Explanation of the program output
Here’s the explanation of the program’s output in table format. INITIAL_CAPACITY is 1, so the second push grows the buffer before storing 20.
| Step | Operation | Stack state (top to bottom) | capacity |
Return value | stack_last value |
Output |
|---|---|---|---|---|---|---|
| 1 | stack_init() |
[] (empty, top = -1) |
1 (heap block allocated) |
(void) | unchanged | (none) |
| 2 | stack_push(10) |
[10] (top = 0) |
1 |
1 (success) |
unchanged | (none) |
| 3 | stack_push(20) |
realloc to 2 slots, then [20, 10] (top = 1) |
2 (after grow) |
1 (success) |
unchanged | (none) |
| 4 | stack_peek() |
[20, 10] (unchanged, top = 1) |
2 |
1 (success) |
20 (top value) |
peek: 20 |
| 5 | stack_pop() |
[10] (top = 0; extra slot still allocated) |
2 |
1 (success) |
20 (popped value) |
pop: 20 |
| 6 | stack_destroy() |
Buffer freed; stack logically empty | 0 |
(void) | — | (none) |
| 7 | Program ends | — | — | — | — | — |
| Line | Output |
|---|---|
| 1 | peek: 20 |
| 2 | pop: 20 |
Key points
| Behavior | Explanation |
|---|---|
Peek shows 20 |
Stack is LIFO (Last-In-First-Out), so the most recent push (20) is on top. |
Pop shows 20 |
The same top element (20) is removed and returned. |
| No output for pushes | stack_push() returns a success code but doesn’t print anything. |
| Second push grows storage | With INITIAL_CAPACITY == 1, the first push fills the only slot; the next push calls realloc before writing 20. |
10 was not popped |
The program frees the buffer with stack_destroy() before popping the remaining 10. |
capacity may exceed size |
After one pop, top + 1 is less than capacity; the extra slot is spare capacity for future pushes (this example does not shrink). |
4) Trade-offs
- Pros — No fixed compile-time cap; contiguous memory and good cache locality; push/pop still simple at the top.
- Cons —
reallocmay copy the whole block when growing; occasional O(n) cost; you mustfreethe buffer; wasted capacity if you shrink rarely.

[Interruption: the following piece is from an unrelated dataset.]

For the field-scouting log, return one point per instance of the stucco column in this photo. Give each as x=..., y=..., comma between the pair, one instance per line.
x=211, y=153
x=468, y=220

Compare with a fixed array stack when the max size is known, or a linked-list stack if you want growth without reallocating a contiguous block. Operation definitions are on Stack operations.
Key takeaway
Treat top like a fixed-array stack, but add a grow step when top + 1 would reach capacity. Doubling capacity keeps the amortized cost of push low; always pair malloc/realloc with a clear free path.